A wrapper for mydumper written in Golang with limited available storage in mind.
Example:
go get ./...
go build
BUCKET=mybucket-123123123 ./mydumpergo
Using ENV variables. For more details, see file config/config.go.
Explanation:
- AWS_ACCESS_KEY_ID and AWS_SECRET_ACCESS_KEY: used to access AWS.
- REGION: the S3 bucket region, defaults to "eu-central-1".
- BUCKET: the name of the S3 bucket for uploading. Mandatory.
- CHUNK_FILE_SIZE_MB: Split tables into chunks of this output file size. This value is in MB. Defaults to 1 for local testing purpose.
- MAX_FILE_COUNT: maximum files allowed before pausing and uploading to S3. Defaults to 10 for local testing purpose.
- HOST: mysql host, defaults to "localhost".
- PORT: mysql port, defaults to 3306.
- USERNAME: mysql username, defaults to "root" for local testing purpose.

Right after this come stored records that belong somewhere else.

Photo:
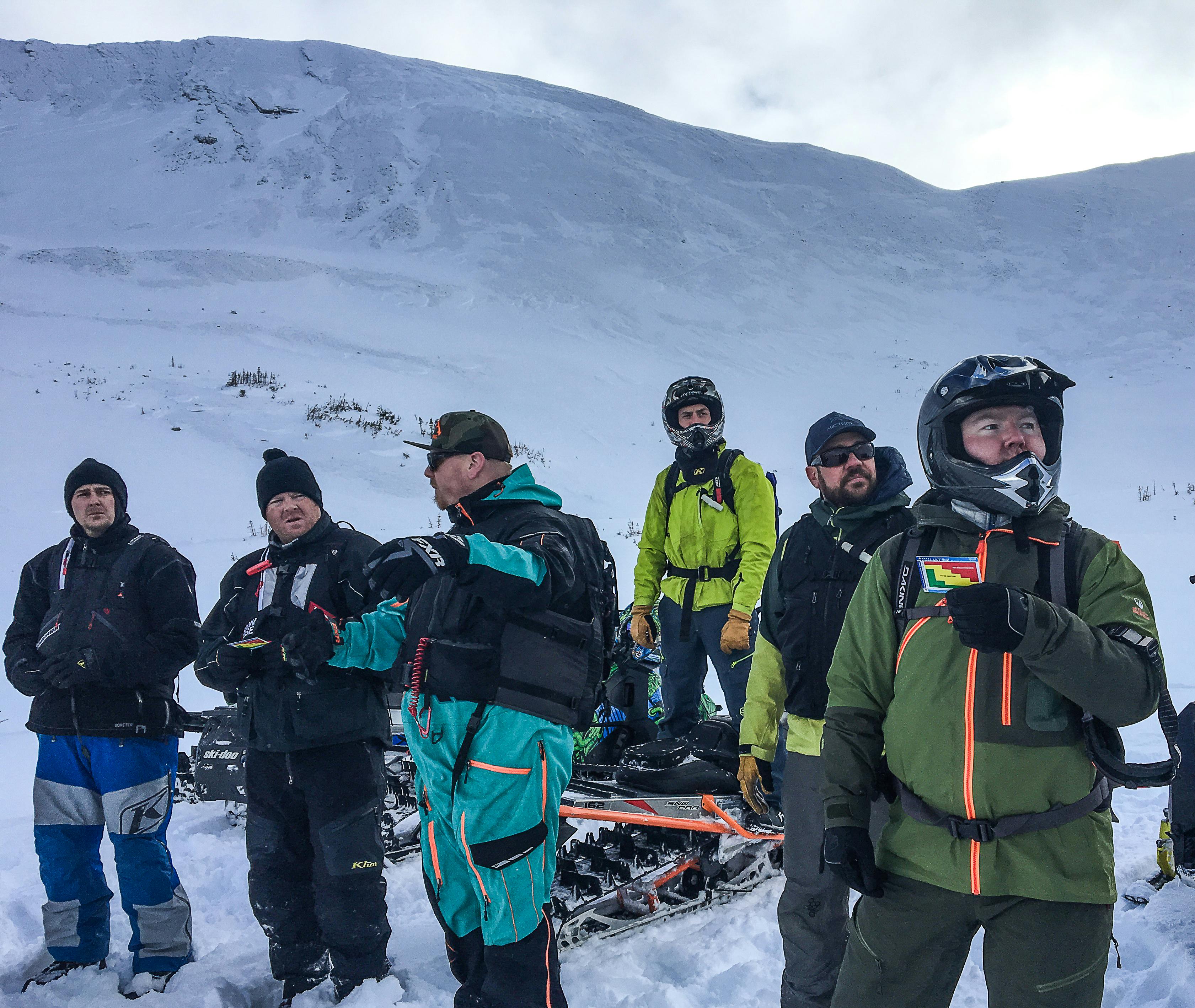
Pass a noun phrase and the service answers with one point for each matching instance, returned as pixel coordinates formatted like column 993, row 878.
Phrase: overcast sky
column 956, row 92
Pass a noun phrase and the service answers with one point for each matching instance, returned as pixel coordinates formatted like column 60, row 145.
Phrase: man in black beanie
column 315, row 778
column 102, row 626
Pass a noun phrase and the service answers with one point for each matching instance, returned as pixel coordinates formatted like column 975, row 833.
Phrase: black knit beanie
column 90, row 471
column 285, row 475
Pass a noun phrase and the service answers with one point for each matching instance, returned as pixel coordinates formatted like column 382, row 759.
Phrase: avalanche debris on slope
column 431, row 238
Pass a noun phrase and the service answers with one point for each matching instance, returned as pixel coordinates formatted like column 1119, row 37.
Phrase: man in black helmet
column 315, row 780
column 102, row 626
column 989, row 726
column 708, row 539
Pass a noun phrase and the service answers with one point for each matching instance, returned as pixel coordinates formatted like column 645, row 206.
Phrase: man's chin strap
column 978, row 516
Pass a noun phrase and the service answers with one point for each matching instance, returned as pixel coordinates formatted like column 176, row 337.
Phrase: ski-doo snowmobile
column 650, row 828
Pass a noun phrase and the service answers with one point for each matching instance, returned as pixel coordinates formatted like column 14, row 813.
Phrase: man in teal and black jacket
column 488, row 707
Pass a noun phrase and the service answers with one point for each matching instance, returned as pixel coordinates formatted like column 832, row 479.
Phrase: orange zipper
column 970, row 729
column 469, row 857
column 1007, row 692
column 435, row 855
column 910, row 632
column 499, row 770
column 543, row 808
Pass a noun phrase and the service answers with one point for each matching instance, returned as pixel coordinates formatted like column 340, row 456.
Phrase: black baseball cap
column 466, row 432
column 827, row 427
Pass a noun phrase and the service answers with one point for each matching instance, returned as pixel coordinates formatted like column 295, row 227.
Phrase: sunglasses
column 837, row 457
column 436, row 458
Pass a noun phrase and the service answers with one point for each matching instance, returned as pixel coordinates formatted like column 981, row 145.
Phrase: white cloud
column 956, row 92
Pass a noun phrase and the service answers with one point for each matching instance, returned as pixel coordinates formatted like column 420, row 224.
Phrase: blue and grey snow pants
column 684, row 669
column 489, row 850
column 83, row 784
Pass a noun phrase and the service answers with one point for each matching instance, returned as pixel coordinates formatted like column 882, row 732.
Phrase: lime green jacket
column 700, row 535
column 987, row 736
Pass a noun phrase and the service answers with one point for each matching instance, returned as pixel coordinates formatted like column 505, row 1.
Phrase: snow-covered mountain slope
column 391, row 235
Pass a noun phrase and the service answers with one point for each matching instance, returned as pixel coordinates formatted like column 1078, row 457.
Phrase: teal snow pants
column 489, row 851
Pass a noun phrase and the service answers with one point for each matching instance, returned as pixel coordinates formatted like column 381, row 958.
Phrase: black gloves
column 309, row 648
column 79, row 667
column 990, row 618
column 245, row 662
column 400, row 566
column 849, row 855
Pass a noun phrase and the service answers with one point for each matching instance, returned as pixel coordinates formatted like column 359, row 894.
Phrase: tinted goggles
column 833, row 458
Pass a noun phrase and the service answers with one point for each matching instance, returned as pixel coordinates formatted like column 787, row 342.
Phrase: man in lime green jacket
column 708, row 539
column 978, row 722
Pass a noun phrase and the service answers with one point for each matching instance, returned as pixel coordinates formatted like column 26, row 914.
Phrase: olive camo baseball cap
column 466, row 432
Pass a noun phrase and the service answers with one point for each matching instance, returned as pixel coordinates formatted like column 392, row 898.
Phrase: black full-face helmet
column 690, row 392
column 1023, row 485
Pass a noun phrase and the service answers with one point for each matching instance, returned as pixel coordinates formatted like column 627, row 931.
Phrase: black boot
column 57, row 970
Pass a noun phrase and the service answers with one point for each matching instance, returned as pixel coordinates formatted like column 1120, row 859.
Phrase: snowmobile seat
column 695, row 777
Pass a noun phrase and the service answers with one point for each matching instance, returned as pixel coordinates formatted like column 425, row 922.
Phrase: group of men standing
column 307, row 638
column 937, row 766
column 930, row 668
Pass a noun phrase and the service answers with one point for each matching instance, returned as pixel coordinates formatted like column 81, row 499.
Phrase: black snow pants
column 314, row 838
column 907, row 950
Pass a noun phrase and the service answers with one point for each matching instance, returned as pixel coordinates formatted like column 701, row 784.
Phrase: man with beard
column 708, row 538
column 102, row 626
column 814, row 571
column 493, row 627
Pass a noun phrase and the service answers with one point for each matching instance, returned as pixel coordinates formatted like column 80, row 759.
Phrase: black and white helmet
column 689, row 392
column 1023, row 485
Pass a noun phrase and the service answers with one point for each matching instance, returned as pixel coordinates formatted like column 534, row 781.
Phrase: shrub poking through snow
column 256, row 379
column 354, row 415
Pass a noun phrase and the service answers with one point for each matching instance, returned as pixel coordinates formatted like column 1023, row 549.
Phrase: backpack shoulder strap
column 723, row 485
column 672, row 479
column 1059, row 577
column 57, row 563
column 913, row 543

- PASSWORD: mysql password, defaults to empty string "" for local testing purpose.
- OUTPUTDIR: defaults to "output", used as the
-o
parameter for mydumper.
NOTE:
CHUNK_FILE_SIZE_MB
* MAX_FILE_COUNT
decides maximum storage usage. For example, if CHUNK_FILE_SIZE_MB=50
and MAX_FILE_COUNT=20
, total max disk usage is 1GB. This is an MVP implementation, so counting file number is used (which is simpler) rather than calculating output dir size.
- start the mydumper process
- start a goroutine that checks disk usage, which loops:
- if disk usage is higher than pre-configured threshold, send SIGTSTP to the mydumper process to pause it, then:
- for each existing file in the output folder, upload the file (using the s3manager package's Uploader, which provides concurrent upload by taking advantage of S3's Multipart API)
- after all existing files are uploaded, delete them to release disk usage
- send SIGCONT to the mydumper process to continue
- if disk usage is higher than pre-configured threshold, send SIGTSTP to the mydumper process to pause it, then:
- after the mydumper process ends, clean up the output folder.
To make it production-ready, there are a few improvements to be done:
- Change counting files to counting disk usage. Counting file is only meant as a simple implementation for local testing purpose where you don't have large tables and output files.
- Add robust error handling, like retry for S3 upload, only delete successfully uploaded files, etc.
- Add unit test and functional test.
- Running in K8s: docker multistage build, adding mydumper into the same image; run as a K8s job wth persistent volume, using the mountPath as the output dir.